Der Automobilzulieferer Ebersprächer wurde Opfer eines groß angelegten Cyber-Angriff. Auch das Werk Neunkirchen ist offenbar betroffen.

Bereits seit mindestens einem Tag wird der Eberspächer-Konzern von Hackern gezielt attackiert. Das Unternehmen teilt mit: „Die Eberspächer Gruppe wurde Ziel eines organisierten Cyber-Angriffs. Die IT-Infrastruktur ist beeinträchtigt. Zum Schutz unserer Kunden, Mitarbeiter und Partner wurden unverzüglich die notwendigen Schritte unternommen, um dem Angriff mit gezielten Maßnahmen entgegen zu wirken.
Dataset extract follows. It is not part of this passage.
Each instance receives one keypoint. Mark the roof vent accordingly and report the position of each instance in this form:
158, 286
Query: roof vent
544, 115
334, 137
Unser Team arbeitet gemeinsam mit externen Cyber-Security-Spezialisten mit Hochdruck daran, die Gefährdung zu beseitigen und den Normalbetrieb wiederherzustellen. Die zuständigen Ermittlungsbehörden sind eingeschaltet“.

Auch die Unternehmenswebsite ist offline und nicht erreichbar. Wie die SZ berichtet, soll auch der Produktionswerk in Neunkirchen mittlerweile stillstehen. Teilweise sollen Prozesse jedoch wieder anlaufen, soll „EasyStartWeb“ (webbasierte Fernbedienungssystem für z.B.  Standheizungen) wieder funktionieren.

Um welche Art des Angriffs es sich handelt, hat das Unternehmen bisher nicht bekannt gegeben.

IT-Infrastrukturangriffe nehmen zu

Bereits seit längerem ist zu beobachten, dass Angriffe auf IT-Infrastrukturen größerer Unternehmen angegriffen werden. Erst vor wenigen Tagen schätzte das Bundesamt für Sicherheitheit in der Informationstechnik die Lage als „angespannt bis kritisch“ ein. Der neue BSI-Lagebericht macht deutlich: Die erfolgreiche Digitalisierung ist auf Grund der zunehmenden Vernetzung, einer Vielzahl gravierender Schwachstellen in IT-Produkten sowie der Weiterentwicklung und Professionalisierung von Angriffsmethoden zunehmend gefährdet.

Bundesinnenminister Seehofer führte aus: „Die Gefährdungslage im Cyber-Raum ist hoch. Wir müssen davon ausgehen, dass dies dauerhaft so bleibt oder sogar zunehmen wird“.

BSI-Präsident Arne Schönbohm: „Im Bereich der Informationssicherheit haben wir – zumindest in Teilbereichen – Alarmstufe Rot. Der neue Lagebericht des BSI zeigt deutlich wie nie: Informationssicherheit ist die Voraussetzung für eine erfolgreiche und nachhaltige Digitalisierung.“

Jetzt folgte der Großangriff auf einen deutschen Mittelstand-Automobilzulieferer.